Wörtlich hatte Schneider erklärt, „die Weltgesellschaft“ habe „keine guten Erfahrungen mit Religionsführern gemacht, die sich als Repräsentanten gesellschaftlicher Opposition“ verstünden. „Ich erinnere zum Beispiel an Chomeini“, sagte Schneider weiter. Zudem bezeichnete Schneider die chinesische Entwicklung als „Modernisierungspolitik“, die, „wenn auch immer noch in deutlichen Grenzen, den Kurs der Öffnung verstärkt“ habe. Auch die „tibetischen Religionsführer“ müssten sich die Frage gefallen lassen, „welchen Kurs sie bei der Modernisierung, der Beseitigung von Armut und nicht zuletzt der Verwirklichung der Menschenrechte steuern.“

Der Grünen-Fraktionsvize Christian Maaß konterte unter dem Applaus von CDU, SPD und Grünen, die Rede Schneiders verschlage ihm „fast die Sprache“. Der Vergleich sei unsäglich, zudem erstaune es ihn, dass die Abgeordnete der Linken, den chinesischen Turbokapitalismus mit seinen sozialen Folgen unkritisch als Modernisierung bezeichne. Mit ihrer Rede habe Christiane Schneider zudem „Opfer zu Tätern“ gemacht.

SPD-Fraktionschef Michael Neumann, der am Ende der inkriminierten Rede demonstrativ den Saal verließ, betonte, Schneiders Ausführungen seien „empörend“ gewesen und stützen „die Einschätzung, dass ihre Partei auf absehbare Zeit weder politik- noch regierungsfähig sei“.

Auch innerhalb der Links-Fraktion löste die Rede Schneiders offiziell zwar Solidarität mit der Gescholtenen, hinter den Kulissen aber vor allem Kopfschütteln aus. Während Fraktionskollege Joachim Bischoff die Ausführungen als „unglücklich“ einstufte, sprachen andere Mitglieder hinter vorgehaltener Hand davon, Schneider habe sich „kräftig vergaloppiert.“ Parteisprecher Martin Wittmaack betont: „Chomeini und der Dalai Lama lassen sich überhaupt nicht miteinander vergleichen.“

Auch Schneider selbst sagt, es habe „ihr fern gelegen, einen direkten Vergleich zwischen Chomeini und dem Dalai Lama herzustellen.“ Den Namen Chomeini, der in ihrem Redemanuskript gar nicht vorgekommen sei, habe sie „im Eifer des Gefechts“ spontan in die Debatte geworfen. „Ein blöder Fehler“, sagt Schneider heute.

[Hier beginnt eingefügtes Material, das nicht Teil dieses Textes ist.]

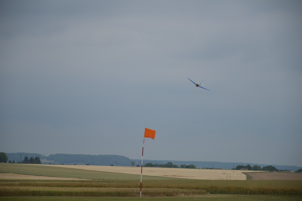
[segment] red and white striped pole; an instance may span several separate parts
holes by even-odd
[[[145,144],[145,137],[143,143],[143,151],[142,152],[142,169],[140,171],[140,196],[142,196],[142,177],[143,176],[143,156],[144,155],[144,145]]]

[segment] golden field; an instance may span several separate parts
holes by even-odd
[[[140,167],[64,165],[28,164],[27,165],[48,166],[52,167],[59,167],[85,170],[137,175],[140,174],[141,170]],[[203,170],[160,167],[143,168],[143,176],[214,180],[245,180],[246,179],[246,176],[242,173],[254,172],[255,171],[233,170]]]

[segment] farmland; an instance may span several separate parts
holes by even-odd
[[[2,173],[0,176],[8,173],[3,173],[5,172],[32,177],[26,179],[20,177],[18,180],[8,179],[9,177],[5,179],[0,177],[2,179],[0,180],[1,200],[21,200],[18,199],[22,198],[22,200],[38,200],[34,199],[38,198],[41,199],[39,200],[71,200],[71,198],[68,199],[72,197],[73,200],[78,199],[78,200],[95,200],[94,199],[97,197],[98,200],[111,200],[110,198],[114,197],[114,199],[111,200],[136,200],[135,198],[139,196],[139,174],[100,171],[101,168],[98,170],[91,170],[92,166],[89,167],[91,170],[80,169],[88,168],[85,166],[82,167],[79,166],[76,168],[74,168],[77,166],[65,166],[72,168],[50,165],[0,164],[0,172]],[[166,174],[160,169],[156,168],[155,170],[158,170],[159,174]],[[143,169],[143,172],[145,169]],[[115,170],[117,171],[117,169]],[[198,172],[203,170],[192,170]],[[217,172],[213,172],[215,174]],[[183,176],[180,175],[179,173],[171,174],[178,177]],[[185,174],[191,174],[189,171]],[[31,174],[36,176],[29,175]],[[61,179],[36,180],[35,177],[37,176],[60,177]],[[232,176],[231,175],[231,178]],[[69,180],[64,178],[66,177]],[[73,178],[86,179],[70,180]],[[148,199],[155,197],[157,198],[157,200],[163,200],[201,199],[206,200],[300,200],[302,198],[302,182],[299,180],[276,180],[272,182],[271,180],[227,178],[205,180],[145,175],[143,178],[143,196],[145,200],[151,200]],[[106,199],[102,199],[102,197]]]

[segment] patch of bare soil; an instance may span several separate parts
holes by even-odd
[[[83,180],[82,179],[35,176],[13,173],[0,173],[0,180]]]
[[[252,180],[302,180],[302,173],[287,172],[246,173]]]

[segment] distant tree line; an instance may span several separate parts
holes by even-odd
[[[270,172],[279,172],[279,170],[276,168],[275,167],[271,165],[269,165],[268,166],[265,166],[261,168],[260,166],[255,165],[252,167],[249,165],[248,165],[246,166],[239,165],[237,165],[235,168],[235,170],[241,170],[241,169],[247,169],[249,170],[264,170],[264,171],[269,171]]]
[[[21,163],[25,164],[41,164],[41,160],[39,156],[34,158],[31,157],[29,159],[27,156],[24,157],[24,160],[22,161]]]
[[[138,166],[139,166],[139,165]],[[172,162],[168,162],[165,164],[153,164],[152,163],[148,163],[143,166],[143,167],[168,167],[173,168],[192,168],[196,169],[196,166],[193,164],[187,165],[185,164],[182,164],[180,167],[177,165],[174,165]]]

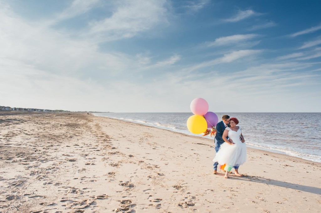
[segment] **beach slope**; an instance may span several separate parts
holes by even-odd
[[[0,212],[317,212],[321,164],[87,113],[0,112]]]

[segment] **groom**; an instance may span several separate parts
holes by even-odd
[[[216,153],[219,151],[221,145],[224,143],[222,136],[223,136],[223,133],[225,130],[225,128],[230,124],[230,116],[227,115],[224,115],[222,117],[222,121],[219,122],[216,124],[216,134],[215,135],[215,152]],[[215,162],[213,165],[214,171],[213,174],[216,175],[217,171],[217,165],[219,163]]]

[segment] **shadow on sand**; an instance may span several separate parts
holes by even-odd
[[[284,187],[289,189],[295,189],[299,191],[306,192],[316,194],[321,194],[321,188],[313,186],[305,186],[299,184],[291,184],[287,182],[280,181],[275,180],[269,179],[259,176],[247,176],[245,175],[242,177],[239,177],[230,174],[229,176],[229,178],[231,179],[235,179],[242,180],[246,181],[259,183],[261,184],[272,185],[274,186]]]

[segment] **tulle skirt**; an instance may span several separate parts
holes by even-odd
[[[246,145],[239,143],[230,145],[225,143],[221,145],[220,150],[213,160],[218,162],[222,169],[229,172],[234,167],[239,167],[246,161]]]

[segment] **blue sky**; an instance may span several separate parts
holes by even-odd
[[[0,0],[0,105],[320,112],[321,2]]]

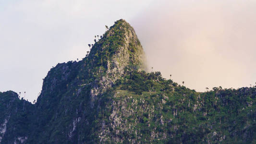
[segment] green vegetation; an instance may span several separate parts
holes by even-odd
[[[198,93],[147,73],[130,24],[105,27],[82,60],[51,69],[34,105],[0,92],[0,144],[256,142],[256,86]]]

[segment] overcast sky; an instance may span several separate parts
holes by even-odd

Die Politikerin erklärt, sie habe nur darauf hinweisen wollen, dass der Dalai Lama „als politisches und religiöses Oberhaupt der Tibeter eine vordemokratische Figur“ und es zudem „problematisch“ sei, wenn „Politik und Religion sich vermischten.“ Zudem dürfe nicht verschwiegen werden, dass es „im Rahmen der von der chinesischen Regierung ausgelösten Gewalt auch Pogrome seitens der tibetanischen Mönche gegeben“ habe, bei denen „chinesische Bürger in Tibet umgekommen“ seien.